Competing offer: top-tier tech company, IC4/L5 equivalent, total comp around $320k in year one including RSUs and sign-on. All numbers are approximate and in 2026 dollars.
On paper it looked like the tech company was way ahead. But I dug into it.
Comp trajectory. At the tech company, that $320k front-loads sign-on and RSU refresh is uncertain. At Jane Street, the profit-share is tied to firm performance, which has historically grown. I modeled out three scenarios: flat market, good market, great market. Even in the flat scenario JS was competitive. In a good market it would likely exceed the tech company by year 3.

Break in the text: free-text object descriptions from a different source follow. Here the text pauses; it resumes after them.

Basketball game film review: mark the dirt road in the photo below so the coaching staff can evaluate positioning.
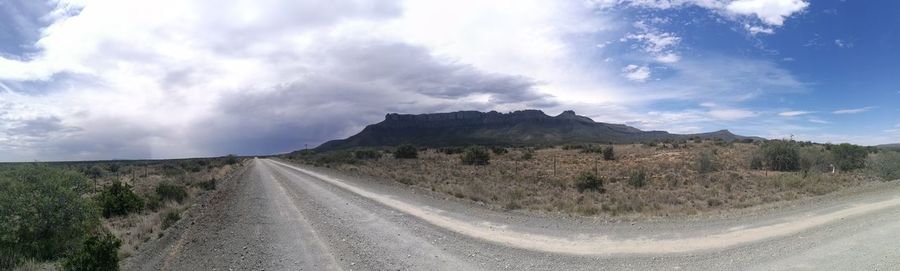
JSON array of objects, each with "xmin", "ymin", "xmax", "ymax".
[{"xmin": 126, "ymin": 158, "xmax": 900, "ymax": 270}]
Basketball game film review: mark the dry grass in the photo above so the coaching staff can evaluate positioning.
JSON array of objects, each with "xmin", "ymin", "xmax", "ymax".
[
  {"xmin": 298, "ymin": 141, "xmax": 874, "ymax": 217},
  {"xmin": 93, "ymin": 161, "xmax": 240, "ymax": 259}
]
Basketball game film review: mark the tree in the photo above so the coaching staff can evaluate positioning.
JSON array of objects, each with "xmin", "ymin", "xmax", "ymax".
[
  {"xmin": 831, "ymin": 143, "xmax": 868, "ymax": 171},
  {"xmin": 760, "ymin": 140, "xmax": 800, "ymax": 171}
]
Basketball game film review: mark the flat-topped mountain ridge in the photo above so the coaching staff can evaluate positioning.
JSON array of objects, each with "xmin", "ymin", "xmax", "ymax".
[{"xmin": 315, "ymin": 110, "xmax": 762, "ymax": 150}]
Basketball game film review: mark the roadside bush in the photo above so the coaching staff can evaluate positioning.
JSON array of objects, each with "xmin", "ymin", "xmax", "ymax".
[
  {"xmin": 156, "ymin": 183, "xmax": 188, "ymax": 203},
  {"xmin": 628, "ymin": 170, "xmax": 648, "ymax": 188},
  {"xmin": 145, "ymin": 195, "xmax": 162, "ymax": 211},
  {"xmin": 197, "ymin": 178, "xmax": 216, "ymax": 191},
  {"xmin": 439, "ymin": 147, "xmax": 464, "ymax": 155},
  {"xmin": 461, "ymin": 146, "xmax": 491, "ymax": 165},
  {"xmin": 697, "ymin": 151, "xmax": 717, "ymax": 173},
  {"xmin": 314, "ymin": 151, "xmax": 357, "ymax": 165},
  {"xmin": 580, "ymin": 145, "xmax": 603, "ymax": 154},
  {"xmin": 224, "ymin": 154, "xmax": 239, "ymax": 165},
  {"xmin": 490, "ymin": 146, "xmax": 508, "ymax": 155},
  {"xmin": 61, "ymin": 233, "xmax": 120, "ymax": 271},
  {"xmin": 749, "ymin": 154, "xmax": 764, "ymax": 170},
  {"xmin": 868, "ymin": 151, "xmax": 900, "ymax": 181},
  {"xmin": 353, "ymin": 149, "xmax": 382, "ymax": 160},
  {"xmin": 0, "ymin": 165, "xmax": 98, "ymax": 267},
  {"xmin": 799, "ymin": 148, "xmax": 829, "ymax": 177},
  {"xmin": 519, "ymin": 148, "xmax": 535, "ymax": 160},
  {"xmin": 831, "ymin": 143, "xmax": 868, "ymax": 171},
  {"xmin": 83, "ymin": 165, "xmax": 105, "ymax": 179},
  {"xmin": 602, "ymin": 146, "xmax": 615, "ymax": 161},
  {"xmin": 107, "ymin": 163, "xmax": 120, "ymax": 173},
  {"xmin": 393, "ymin": 144, "xmax": 418, "ymax": 159},
  {"xmin": 575, "ymin": 172, "xmax": 605, "ymax": 193},
  {"xmin": 161, "ymin": 211, "xmax": 181, "ymax": 230},
  {"xmin": 562, "ymin": 144, "xmax": 584, "ymax": 150},
  {"xmin": 760, "ymin": 140, "xmax": 800, "ymax": 171},
  {"xmin": 97, "ymin": 181, "xmax": 144, "ymax": 218}
]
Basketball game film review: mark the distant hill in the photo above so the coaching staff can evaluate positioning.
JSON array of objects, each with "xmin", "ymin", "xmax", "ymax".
[
  {"xmin": 878, "ymin": 143, "xmax": 900, "ymax": 151},
  {"xmin": 315, "ymin": 110, "xmax": 764, "ymax": 151}
]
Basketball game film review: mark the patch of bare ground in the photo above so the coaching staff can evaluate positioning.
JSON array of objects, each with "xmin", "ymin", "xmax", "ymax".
[{"xmin": 291, "ymin": 141, "xmax": 883, "ymax": 218}]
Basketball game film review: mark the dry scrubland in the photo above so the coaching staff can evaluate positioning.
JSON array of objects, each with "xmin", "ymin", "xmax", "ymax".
[
  {"xmin": 292, "ymin": 140, "xmax": 900, "ymax": 218},
  {"xmin": 0, "ymin": 156, "xmax": 244, "ymax": 270}
]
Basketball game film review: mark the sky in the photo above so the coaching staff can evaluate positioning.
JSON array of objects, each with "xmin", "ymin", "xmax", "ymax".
[{"xmin": 0, "ymin": 0, "xmax": 897, "ymax": 161}]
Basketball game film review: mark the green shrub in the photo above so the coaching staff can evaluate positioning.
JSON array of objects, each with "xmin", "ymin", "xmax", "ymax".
[
  {"xmin": 82, "ymin": 165, "xmax": 105, "ymax": 179},
  {"xmin": 0, "ymin": 165, "xmax": 98, "ymax": 267},
  {"xmin": 438, "ymin": 147, "xmax": 464, "ymax": 155},
  {"xmin": 760, "ymin": 140, "xmax": 800, "ymax": 171},
  {"xmin": 490, "ymin": 146, "xmax": 508, "ymax": 155},
  {"xmin": 831, "ymin": 143, "xmax": 868, "ymax": 171},
  {"xmin": 799, "ymin": 148, "xmax": 830, "ymax": 177},
  {"xmin": 575, "ymin": 172, "xmax": 605, "ymax": 193},
  {"xmin": 562, "ymin": 144, "xmax": 584, "ymax": 150},
  {"xmin": 156, "ymin": 183, "xmax": 188, "ymax": 203},
  {"xmin": 393, "ymin": 144, "xmax": 418, "ymax": 159},
  {"xmin": 97, "ymin": 181, "xmax": 144, "ymax": 218},
  {"xmin": 161, "ymin": 211, "xmax": 181, "ymax": 230},
  {"xmin": 868, "ymin": 151, "xmax": 900, "ymax": 181},
  {"xmin": 107, "ymin": 164, "xmax": 120, "ymax": 173},
  {"xmin": 580, "ymin": 145, "xmax": 603, "ymax": 154},
  {"xmin": 697, "ymin": 151, "xmax": 717, "ymax": 173},
  {"xmin": 145, "ymin": 195, "xmax": 162, "ymax": 211},
  {"xmin": 628, "ymin": 170, "xmax": 648, "ymax": 188},
  {"xmin": 520, "ymin": 148, "xmax": 535, "ymax": 160},
  {"xmin": 314, "ymin": 151, "xmax": 357, "ymax": 165},
  {"xmin": 461, "ymin": 146, "xmax": 490, "ymax": 165},
  {"xmin": 353, "ymin": 149, "xmax": 382, "ymax": 160},
  {"xmin": 602, "ymin": 146, "xmax": 615, "ymax": 161},
  {"xmin": 224, "ymin": 154, "xmax": 239, "ymax": 165},
  {"xmin": 197, "ymin": 178, "xmax": 216, "ymax": 191},
  {"xmin": 749, "ymin": 154, "xmax": 764, "ymax": 170},
  {"xmin": 62, "ymin": 233, "xmax": 120, "ymax": 271}
]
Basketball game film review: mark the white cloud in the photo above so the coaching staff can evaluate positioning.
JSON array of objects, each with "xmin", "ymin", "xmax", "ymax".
[
  {"xmin": 833, "ymin": 107, "xmax": 875, "ymax": 114},
  {"xmin": 834, "ymin": 39, "xmax": 853, "ymax": 48},
  {"xmin": 778, "ymin": 110, "xmax": 813, "ymax": 117},
  {"xmin": 612, "ymin": 0, "xmax": 809, "ymax": 34},
  {"xmin": 622, "ymin": 64, "xmax": 651, "ymax": 82},
  {"xmin": 655, "ymin": 52, "xmax": 681, "ymax": 63},
  {"xmin": 808, "ymin": 118, "xmax": 829, "ymax": 124},
  {"xmin": 745, "ymin": 24, "xmax": 774, "ymax": 35},
  {"xmin": 708, "ymin": 108, "xmax": 757, "ymax": 120},
  {"xmin": 725, "ymin": 0, "xmax": 809, "ymax": 26}
]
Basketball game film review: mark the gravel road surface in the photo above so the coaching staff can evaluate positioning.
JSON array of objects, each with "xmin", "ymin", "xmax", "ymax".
[{"xmin": 126, "ymin": 158, "xmax": 900, "ymax": 270}]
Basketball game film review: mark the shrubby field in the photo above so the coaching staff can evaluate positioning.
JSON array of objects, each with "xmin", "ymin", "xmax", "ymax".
[
  {"xmin": 289, "ymin": 139, "xmax": 900, "ymax": 217},
  {"xmin": 0, "ymin": 156, "xmax": 243, "ymax": 270}
]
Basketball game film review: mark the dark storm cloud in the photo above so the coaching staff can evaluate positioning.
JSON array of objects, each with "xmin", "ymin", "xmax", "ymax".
[
  {"xmin": 189, "ymin": 41, "xmax": 555, "ymax": 155},
  {"xmin": 327, "ymin": 42, "xmax": 553, "ymax": 103},
  {"xmin": 7, "ymin": 116, "xmax": 79, "ymax": 137}
]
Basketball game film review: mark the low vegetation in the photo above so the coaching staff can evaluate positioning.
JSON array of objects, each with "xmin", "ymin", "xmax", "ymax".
[
  {"xmin": 0, "ymin": 156, "xmax": 244, "ymax": 269},
  {"xmin": 461, "ymin": 146, "xmax": 491, "ymax": 165},
  {"xmin": 61, "ymin": 233, "xmax": 121, "ymax": 271},
  {"xmin": 292, "ymin": 139, "xmax": 890, "ymax": 217},
  {"xmin": 393, "ymin": 144, "xmax": 418, "ymax": 159},
  {"xmin": 98, "ymin": 181, "xmax": 145, "ymax": 218}
]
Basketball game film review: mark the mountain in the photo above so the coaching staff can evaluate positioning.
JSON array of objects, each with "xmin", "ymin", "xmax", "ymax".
[
  {"xmin": 315, "ymin": 110, "xmax": 763, "ymax": 151},
  {"xmin": 878, "ymin": 143, "xmax": 900, "ymax": 151}
]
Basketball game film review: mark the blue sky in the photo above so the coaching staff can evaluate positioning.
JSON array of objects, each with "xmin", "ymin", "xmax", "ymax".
[{"xmin": 0, "ymin": 0, "xmax": 897, "ymax": 161}]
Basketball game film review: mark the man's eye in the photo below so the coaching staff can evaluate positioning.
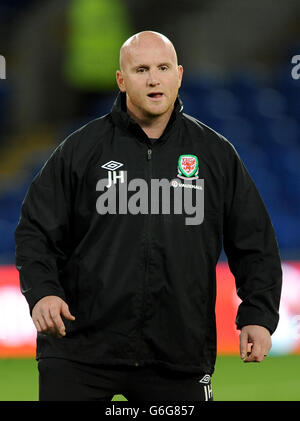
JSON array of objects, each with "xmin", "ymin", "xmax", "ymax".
[
  {"xmin": 160, "ymin": 66, "xmax": 168, "ymax": 71},
  {"xmin": 137, "ymin": 68, "xmax": 146, "ymax": 73}
]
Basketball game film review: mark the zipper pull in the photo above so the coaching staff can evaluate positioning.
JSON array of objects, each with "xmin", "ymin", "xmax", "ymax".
[{"xmin": 147, "ymin": 148, "xmax": 152, "ymax": 161}]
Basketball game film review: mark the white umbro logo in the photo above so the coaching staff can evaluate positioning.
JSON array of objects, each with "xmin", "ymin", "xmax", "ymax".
[
  {"xmin": 101, "ymin": 161, "xmax": 125, "ymax": 188},
  {"xmin": 198, "ymin": 374, "xmax": 211, "ymax": 384},
  {"xmin": 101, "ymin": 161, "xmax": 123, "ymax": 171}
]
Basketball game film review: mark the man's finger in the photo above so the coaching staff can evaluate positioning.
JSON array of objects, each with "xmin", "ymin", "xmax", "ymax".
[
  {"xmin": 39, "ymin": 306, "xmax": 62, "ymax": 337},
  {"xmin": 34, "ymin": 318, "xmax": 42, "ymax": 333},
  {"xmin": 36, "ymin": 313, "xmax": 47, "ymax": 332},
  {"xmin": 61, "ymin": 302, "xmax": 76, "ymax": 321},
  {"xmin": 41, "ymin": 308, "xmax": 56, "ymax": 332},
  {"xmin": 244, "ymin": 342, "xmax": 263, "ymax": 362},
  {"xmin": 49, "ymin": 307, "xmax": 66, "ymax": 337},
  {"xmin": 239, "ymin": 330, "xmax": 248, "ymax": 360},
  {"xmin": 35, "ymin": 314, "xmax": 53, "ymax": 336}
]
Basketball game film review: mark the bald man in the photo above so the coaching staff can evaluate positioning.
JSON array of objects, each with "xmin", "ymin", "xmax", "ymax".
[
  {"xmin": 15, "ymin": 31, "xmax": 282, "ymax": 402},
  {"xmin": 116, "ymin": 31, "xmax": 183, "ymax": 139}
]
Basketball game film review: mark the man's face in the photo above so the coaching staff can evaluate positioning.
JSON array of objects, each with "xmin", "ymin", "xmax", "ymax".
[{"xmin": 116, "ymin": 36, "xmax": 183, "ymax": 120}]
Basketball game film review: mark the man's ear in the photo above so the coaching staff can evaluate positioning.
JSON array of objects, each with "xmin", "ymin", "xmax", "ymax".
[
  {"xmin": 178, "ymin": 65, "xmax": 183, "ymax": 88},
  {"xmin": 116, "ymin": 70, "xmax": 126, "ymax": 92}
]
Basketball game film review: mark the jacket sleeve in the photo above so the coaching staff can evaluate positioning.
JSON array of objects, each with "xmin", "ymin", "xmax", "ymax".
[
  {"xmin": 222, "ymin": 141, "xmax": 282, "ymax": 335},
  {"xmin": 14, "ymin": 141, "xmax": 74, "ymax": 314}
]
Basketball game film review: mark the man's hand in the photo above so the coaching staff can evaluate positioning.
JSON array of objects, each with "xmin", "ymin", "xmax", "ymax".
[
  {"xmin": 239, "ymin": 325, "xmax": 271, "ymax": 363},
  {"xmin": 32, "ymin": 296, "xmax": 75, "ymax": 338}
]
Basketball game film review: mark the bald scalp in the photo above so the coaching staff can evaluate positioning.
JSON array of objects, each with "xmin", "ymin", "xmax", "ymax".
[{"xmin": 119, "ymin": 31, "xmax": 178, "ymax": 72}]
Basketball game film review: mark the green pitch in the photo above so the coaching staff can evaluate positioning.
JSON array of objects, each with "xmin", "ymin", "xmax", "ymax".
[{"xmin": 0, "ymin": 355, "xmax": 299, "ymax": 401}]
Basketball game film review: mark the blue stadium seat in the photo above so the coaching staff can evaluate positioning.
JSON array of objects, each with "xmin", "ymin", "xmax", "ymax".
[
  {"xmin": 271, "ymin": 209, "xmax": 300, "ymax": 250},
  {"xmin": 255, "ymin": 88, "xmax": 288, "ymax": 119},
  {"xmin": 204, "ymin": 88, "xmax": 240, "ymax": 119},
  {"xmin": 0, "ymin": 219, "xmax": 16, "ymax": 254},
  {"xmin": 217, "ymin": 117, "xmax": 255, "ymax": 147},
  {"xmin": 0, "ymin": 192, "xmax": 23, "ymax": 224},
  {"xmin": 264, "ymin": 116, "xmax": 300, "ymax": 147},
  {"xmin": 229, "ymin": 71, "xmax": 267, "ymax": 96},
  {"xmin": 182, "ymin": 73, "xmax": 224, "ymax": 97}
]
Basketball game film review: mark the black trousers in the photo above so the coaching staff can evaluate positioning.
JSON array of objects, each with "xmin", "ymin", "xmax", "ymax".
[{"xmin": 38, "ymin": 358, "xmax": 214, "ymax": 401}]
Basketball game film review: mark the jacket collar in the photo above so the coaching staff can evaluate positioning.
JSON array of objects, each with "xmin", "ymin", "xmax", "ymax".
[{"xmin": 110, "ymin": 91, "xmax": 183, "ymax": 142}]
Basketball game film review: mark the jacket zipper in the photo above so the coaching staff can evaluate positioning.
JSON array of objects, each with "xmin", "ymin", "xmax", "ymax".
[{"xmin": 136, "ymin": 145, "xmax": 152, "ymax": 366}]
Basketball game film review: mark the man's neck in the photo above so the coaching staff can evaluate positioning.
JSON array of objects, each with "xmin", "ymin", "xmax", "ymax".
[{"xmin": 126, "ymin": 103, "xmax": 174, "ymax": 139}]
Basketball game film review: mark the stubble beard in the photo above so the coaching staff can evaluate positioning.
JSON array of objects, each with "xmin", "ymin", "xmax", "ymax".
[{"xmin": 126, "ymin": 92, "xmax": 176, "ymax": 126}]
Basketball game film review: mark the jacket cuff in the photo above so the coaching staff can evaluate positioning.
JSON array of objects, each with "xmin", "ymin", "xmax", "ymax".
[
  {"xmin": 236, "ymin": 312, "xmax": 279, "ymax": 335},
  {"xmin": 22, "ymin": 283, "xmax": 66, "ymax": 315}
]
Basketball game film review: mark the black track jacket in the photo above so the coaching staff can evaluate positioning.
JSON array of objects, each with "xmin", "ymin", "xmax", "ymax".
[{"xmin": 15, "ymin": 92, "xmax": 282, "ymax": 375}]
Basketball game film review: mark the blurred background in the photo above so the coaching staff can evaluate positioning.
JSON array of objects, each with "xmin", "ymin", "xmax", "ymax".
[{"xmin": 0, "ymin": 0, "xmax": 300, "ymax": 401}]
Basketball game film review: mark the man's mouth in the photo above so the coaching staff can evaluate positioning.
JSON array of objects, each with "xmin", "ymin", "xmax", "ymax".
[{"xmin": 147, "ymin": 92, "xmax": 164, "ymax": 99}]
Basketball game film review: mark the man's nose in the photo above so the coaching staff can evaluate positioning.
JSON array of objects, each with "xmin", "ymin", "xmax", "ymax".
[{"xmin": 147, "ymin": 72, "xmax": 160, "ymax": 87}]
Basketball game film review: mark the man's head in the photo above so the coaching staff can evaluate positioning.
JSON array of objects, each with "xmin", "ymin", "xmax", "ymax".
[{"xmin": 116, "ymin": 31, "xmax": 183, "ymax": 121}]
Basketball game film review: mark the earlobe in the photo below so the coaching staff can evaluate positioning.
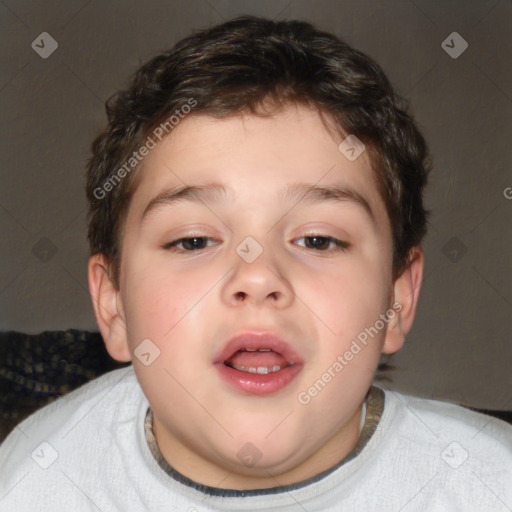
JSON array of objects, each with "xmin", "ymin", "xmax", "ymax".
[
  {"xmin": 87, "ymin": 254, "xmax": 131, "ymax": 362},
  {"xmin": 382, "ymin": 247, "xmax": 424, "ymax": 355}
]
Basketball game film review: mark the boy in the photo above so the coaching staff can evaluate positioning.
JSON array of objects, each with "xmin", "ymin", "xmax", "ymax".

Career optionality. Jane Street on a resume is a specific signal. It opens certain doors (quant finance, hedge funds, prop trading, certain fintech roles) while the FAANG-track opens different ones. I had to be honest about which doors I actually want open.
Culture fit. I did reference calls for both. Jane Street people were noticeably more excited about the actual work. The tech company folks were fine but it felt more like a job. That's hard to quantify but it's real.
The intensity tradeoff. Jane Street is genuinely more demanding intellectually. Not necessarily more hours, but you're on more of the time. For me that's energizing. That's personal.
I took Jane Street. Two months in I think it was right for me specifically. But I know people who took the other path and are doing great. It's not a universal answer.